Each project allows some latitude in the approach taken and specific output produced. That is to say, there really isn't a right or wrong solution for either project. This is more about you demonstrating your ability to use problem solving and software development to explore an area that may initially be unfamiliar, you know, the kind of thing a JSTOR Labs developer will do pretty much every day.
Below is some background information and environment setup instructions applicable to both projects. If you have other questions or run into problems with this feel free to send me an email.
Jupyter notebooks provide web-based execution environments for a variety of programming languages including Python, R, and Julia. The notebooks support the mixing of executable code snippets and formatted documentation (in Markdown). Jupyter notebooks were initially used as a tool used by data scientists to easily share analyses and dashboards but in recent years are now used for many other purposes, including teaching and learning.

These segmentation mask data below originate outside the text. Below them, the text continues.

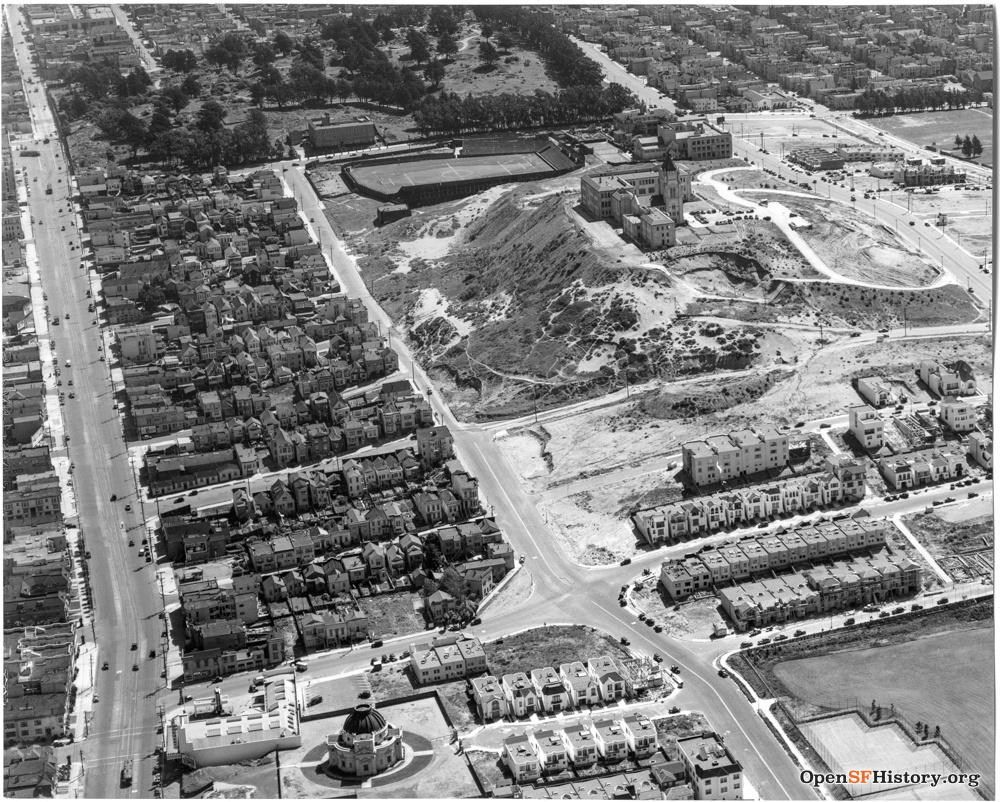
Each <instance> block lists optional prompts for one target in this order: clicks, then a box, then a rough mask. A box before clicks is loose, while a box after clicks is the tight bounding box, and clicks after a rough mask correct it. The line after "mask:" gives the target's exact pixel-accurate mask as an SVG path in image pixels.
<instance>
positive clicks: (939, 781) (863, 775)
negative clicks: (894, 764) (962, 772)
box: [799, 769, 982, 788]
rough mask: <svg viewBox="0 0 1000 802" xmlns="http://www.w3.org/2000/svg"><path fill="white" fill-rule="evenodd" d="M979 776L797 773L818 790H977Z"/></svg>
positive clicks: (917, 772)
mask: <svg viewBox="0 0 1000 802" xmlns="http://www.w3.org/2000/svg"><path fill="white" fill-rule="evenodd" d="M981 777H982V775H981V774H937V773H929V772H911V771H889V770H888V769H852V770H851V771H844V772H829V773H828V774H823V773H820V772H815V771H809V770H808V769H807V770H805V771H801V772H799V778H800V779H801V780H802V782H804V783H805V784H806V785H812V786H814V787H816V788H819V787H820V786H821V785H824V784H826V785H869V784H875V785H929V786H931V788H937V787H938V786H939V785H967V786H969V787H970V788H978V787H979V780H980V778H981Z"/></svg>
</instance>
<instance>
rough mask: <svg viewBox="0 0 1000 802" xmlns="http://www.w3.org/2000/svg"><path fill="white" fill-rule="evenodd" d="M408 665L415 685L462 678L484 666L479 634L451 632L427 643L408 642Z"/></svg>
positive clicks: (485, 660) (479, 672) (485, 652)
mask: <svg viewBox="0 0 1000 802" xmlns="http://www.w3.org/2000/svg"><path fill="white" fill-rule="evenodd" d="M410 668H411V669H412V670H413V675H414V677H415V678H416V680H417V684H418V685H427V684H429V683H433V682H447V681H449V680H453V679H463V678H465V677H471V676H474V675H476V674H481V673H483V672H485V671H486V670H487V665H486V651H485V650H484V649H483V644H482V642H481V641H480V640H479V638H475V637H468V638H459V637H458V636H456V635H451V636H447V637H442V638H435V639H434V640H433V641H431V642H430V643H429V644H412V643H411V644H410Z"/></svg>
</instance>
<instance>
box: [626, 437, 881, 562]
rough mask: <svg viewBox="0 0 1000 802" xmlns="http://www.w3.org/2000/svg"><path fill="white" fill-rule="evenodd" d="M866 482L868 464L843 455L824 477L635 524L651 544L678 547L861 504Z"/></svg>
mask: <svg viewBox="0 0 1000 802" xmlns="http://www.w3.org/2000/svg"><path fill="white" fill-rule="evenodd" d="M864 479H865V466H864V463H863V462H861V461H860V460H855V459H852V458H850V457H848V456H846V455H844V454H838V455H834V456H830V457H827V458H826V460H825V463H824V467H823V470H822V471H821V472H819V473H815V474H809V475H807V476H797V477H795V478H792V479H786V480H782V481H778V482H775V483H773V484H768V485H755V486H752V487H748V488H737V489H735V490H732V491H729V492H725V493H715V494H713V495H710V496H703V497H700V498H696V499H692V500H690V501H677V502H673V503H671V504H665V505H663V506H660V507H654V508H652V509H649V510H642V511H640V512H637V513H636V514H635V515H633V516H632V520H633V522H634V523H635V526H636V529H637V530H638V532H639V534H640V535H642V537H643V538H645V540H646V541H647V542H648V543H651V544H659V543H676V542H678V541H680V540H684V539H689V538H693V537H698V536H702V535H707V534H711V533H713V532H719V531H726V530H730V529H735V528H738V527H740V526H744V525H747V524H752V523H754V522H756V521H760V520H763V519H767V518H773V517H777V516H785V515H793V514H797V513H801V512H807V511H809V510H813V509H817V508H821V507H826V506H830V505H836V504H843V503H849V502H857V501H860V500H861V499H862V498H864V496H865V481H864Z"/></svg>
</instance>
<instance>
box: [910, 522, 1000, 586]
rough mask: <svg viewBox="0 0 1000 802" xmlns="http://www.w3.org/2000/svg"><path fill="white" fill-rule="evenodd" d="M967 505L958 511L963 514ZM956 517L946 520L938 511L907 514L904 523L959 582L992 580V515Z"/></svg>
mask: <svg viewBox="0 0 1000 802" xmlns="http://www.w3.org/2000/svg"><path fill="white" fill-rule="evenodd" d="M965 506H966V505H964V504H963V505H961V506H960V507H959V508H957V509H956V512H959V513H961V511H962V507H965ZM969 506H971V505H969ZM973 514H975V513H973ZM953 518H954V516H953V515H949V516H948V518H947V519H946V518H945V517H943V516H942V515H941V514H940V513H938V512H937V511H935V512H922V513H916V514H914V515H908V516H906V517H905V518H904V519H903V520H904V522H905V523H906V525H907V526H908V527H909V529H910V531H911V532H913V534H914V535H916V537H917V538H918V539H919V540H920V542H921V543H922V544H923V545H924V546H926V547H927V551H928V552H930V554H931V556H933V557H934V558H935V559H936V560H937V561H938V563H939V564H940V565H941V567H942V568H943V569H944V570H945V571H946V572H947V573H948V575H949V576H951V578H952V579H954V580H955V581H956V582H962V581H968V580H973V579H981V578H982V579H985V578H988V577H992V576H993V563H994V555H993V542H994V536H993V515H992V513H991V514H987V515H978V516H976V517H970V518H966V519H958V520H953ZM949 519H952V520H949Z"/></svg>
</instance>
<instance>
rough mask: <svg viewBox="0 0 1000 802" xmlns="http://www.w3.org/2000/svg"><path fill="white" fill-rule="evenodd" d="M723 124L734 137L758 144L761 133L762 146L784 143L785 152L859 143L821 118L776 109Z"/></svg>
mask: <svg viewBox="0 0 1000 802" xmlns="http://www.w3.org/2000/svg"><path fill="white" fill-rule="evenodd" d="M726 127H727V129H728V130H729V131H731V132H732V134H733V137H734V138H735V137H743V138H744V139H747V140H748V141H750V142H752V143H753V144H754V145H757V146H758V147H759V146H760V142H761V134H763V135H764V147H765V148H767V149H768V150H771V151H777V150H778V149H779V146H784V149H785V152H786V153H787V152H788V151H789V150H792V149H794V148H806V147H809V148H817V147H821V148H833V147H837V146H847V145H859V144H861V143H862V140H860V139H858V138H857V137H854V136H849V135H847V134H845V133H843V132H842V131H839V130H838V129H837V128H836V127H835V126H834V125H832V124H831V123H828V122H827V121H825V120H822V119H819V118H809V117H804V116H802V115H795V114H791V113H782V112H780V111H778V112H775V113H774V114H767V115H764V114H760V115H754V116H752V117H748V118H746V119H741V120H736V119H731V120H730V121H729V123H728V124H727V126H726ZM824 134H826V136H824Z"/></svg>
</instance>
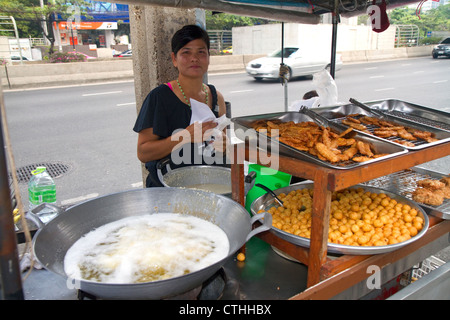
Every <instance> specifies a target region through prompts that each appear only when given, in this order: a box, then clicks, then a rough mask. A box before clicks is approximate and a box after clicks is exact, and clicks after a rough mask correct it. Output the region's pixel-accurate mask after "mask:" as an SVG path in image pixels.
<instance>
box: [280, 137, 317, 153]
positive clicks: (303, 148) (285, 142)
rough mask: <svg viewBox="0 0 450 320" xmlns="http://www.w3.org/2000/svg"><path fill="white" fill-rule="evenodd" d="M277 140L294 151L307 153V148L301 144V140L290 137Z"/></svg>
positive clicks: (303, 143)
mask: <svg viewBox="0 0 450 320" xmlns="http://www.w3.org/2000/svg"><path fill="white" fill-rule="evenodd" d="M278 140H279V141H280V142H282V143H285V144H287V145H289V146H291V147H293V148H295V149H298V150H301V151H308V149H309V148H308V147H307V146H306V145H305V144H304V143H303V141H302V140H300V139H296V138H292V137H279V138H278Z"/></svg>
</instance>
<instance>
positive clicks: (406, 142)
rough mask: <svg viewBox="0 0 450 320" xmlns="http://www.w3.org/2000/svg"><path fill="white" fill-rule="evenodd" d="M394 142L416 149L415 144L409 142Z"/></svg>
mask: <svg viewBox="0 0 450 320" xmlns="http://www.w3.org/2000/svg"><path fill="white" fill-rule="evenodd" d="M392 142H395V143H399V144H402V145H404V146H407V147H415V144H414V143H412V142H409V141H402V140H392Z"/></svg>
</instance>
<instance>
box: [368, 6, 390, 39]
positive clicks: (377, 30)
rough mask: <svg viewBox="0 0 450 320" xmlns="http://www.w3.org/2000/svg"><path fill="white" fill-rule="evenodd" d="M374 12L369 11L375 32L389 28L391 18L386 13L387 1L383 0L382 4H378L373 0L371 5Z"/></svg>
mask: <svg viewBox="0 0 450 320" xmlns="http://www.w3.org/2000/svg"><path fill="white" fill-rule="evenodd" d="M369 10H372V12H370V13H369V16H370V19H371V22H372V30H373V31H375V32H383V31H385V30H386V29H387V28H389V25H390V23H389V18H388V16H387V13H386V1H385V0H381V4H380V5H377V4H376V0H373V1H372V5H371V6H370V7H369Z"/></svg>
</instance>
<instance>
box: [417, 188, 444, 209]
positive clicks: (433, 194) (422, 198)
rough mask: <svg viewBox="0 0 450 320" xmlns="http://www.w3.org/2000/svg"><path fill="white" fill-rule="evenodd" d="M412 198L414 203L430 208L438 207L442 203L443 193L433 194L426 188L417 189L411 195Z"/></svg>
mask: <svg viewBox="0 0 450 320" xmlns="http://www.w3.org/2000/svg"><path fill="white" fill-rule="evenodd" d="M412 198H413V200H414V201H417V202H420V203H423V204H429V205H432V206H440V205H441V204H442V203H443V202H444V194H443V192H439V190H435V191H434V192H433V191H432V190H430V189H427V188H417V189H416V190H414V192H413V193H412Z"/></svg>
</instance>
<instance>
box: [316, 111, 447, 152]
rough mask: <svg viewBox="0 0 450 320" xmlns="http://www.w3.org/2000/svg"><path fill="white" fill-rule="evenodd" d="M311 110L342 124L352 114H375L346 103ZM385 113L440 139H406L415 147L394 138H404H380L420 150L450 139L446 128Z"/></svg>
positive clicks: (397, 144)
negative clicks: (437, 127)
mask: <svg viewBox="0 0 450 320" xmlns="http://www.w3.org/2000/svg"><path fill="white" fill-rule="evenodd" d="M365 104H367V105H369V106H371V105H370V103H365ZM378 105H381V104H378ZM374 109H375V108H374ZM311 110H313V111H314V112H315V113H317V114H319V115H321V116H323V117H324V118H327V119H328V120H331V121H333V122H336V123H339V124H341V121H342V120H343V119H344V118H345V117H346V116H348V115H350V114H362V115H367V116H373V115H372V114H370V113H369V112H367V111H366V110H364V109H362V108H360V107H358V106H356V105H354V104H345V105H339V106H331V107H323V108H322V107H321V108H314V109H311ZM385 115H386V119H387V120H389V121H391V122H394V123H397V124H399V125H402V126H404V127H409V128H413V129H417V130H421V131H429V132H431V133H432V134H433V135H434V136H435V138H436V139H439V140H438V141H435V142H426V141H423V140H416V141H410V140H405V141H409V142H412V143H414V147H412V146H411V147H409V146H404V145H402V144H399V143H396V142H394V141H393V140H404V139H402V138H400V137H392V138H380V139H383V140H384V141H390V142H391V143H394V144H396V145H398V146H403V147H404V148H406V149H409V150H420V149H423V148H427V147H429V146H433V145H436V144H441V143H446V142H448V141H450V131H447V130H444V129H441V128H437V127H432V126H428V125H426V124H424V123H419V122H416V121H411V120H407V119H403V118H399V117H394V116H392V115H389V114H388V113H385ZM416 118H417V119H419V118H418V116H416ZM366 127H367V128H368V131H369V132H373V130H374V129H376V128H378V127H376V126H373V127H371V126H367V125H366Z"/></svg>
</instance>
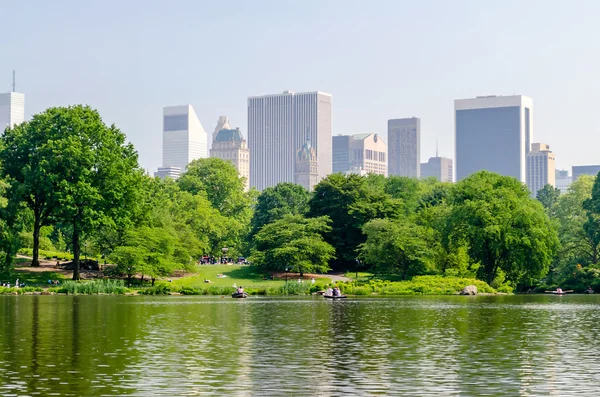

Binder, among other things, provides an environment for executing Jupyter notebooks stored in a Github repository.
This is not intended to be an exhaustive tutorial on setting up a local environment but rather describes what I did (on a Macbook) in case the general approach is useful to get started.
From the sw-dev-project Github repository, use the Fork
option (using the button at the top right of the page) to make a copy of this repository in your own account.
git clone [email protected]:YOUR_ACCOUNT/sw-dev-project.git
cd sw-dev-project
/usr/local/bin/python3 -m venv venv
source venv/bin/activate
pip install notebook
pip install requests matplotlib
jupyter notebook
If everything has been successful up to this point you should see the following page in your browser:
The notebook for your project solution should be created in your forked repository. Copying/renaming the example notebook to get started might be helpful.
After the project notebook has been completed don't forget to push the finished version to your forked repository.
In the forked repository update the URL associated with this Binder button to reflect your Github account. Replace JSTOR-Labs
with your account name. This button is useful for launching the entire repository in Binder with executable notebooks.
This updated URL is also the link to share with us after the project has been completed.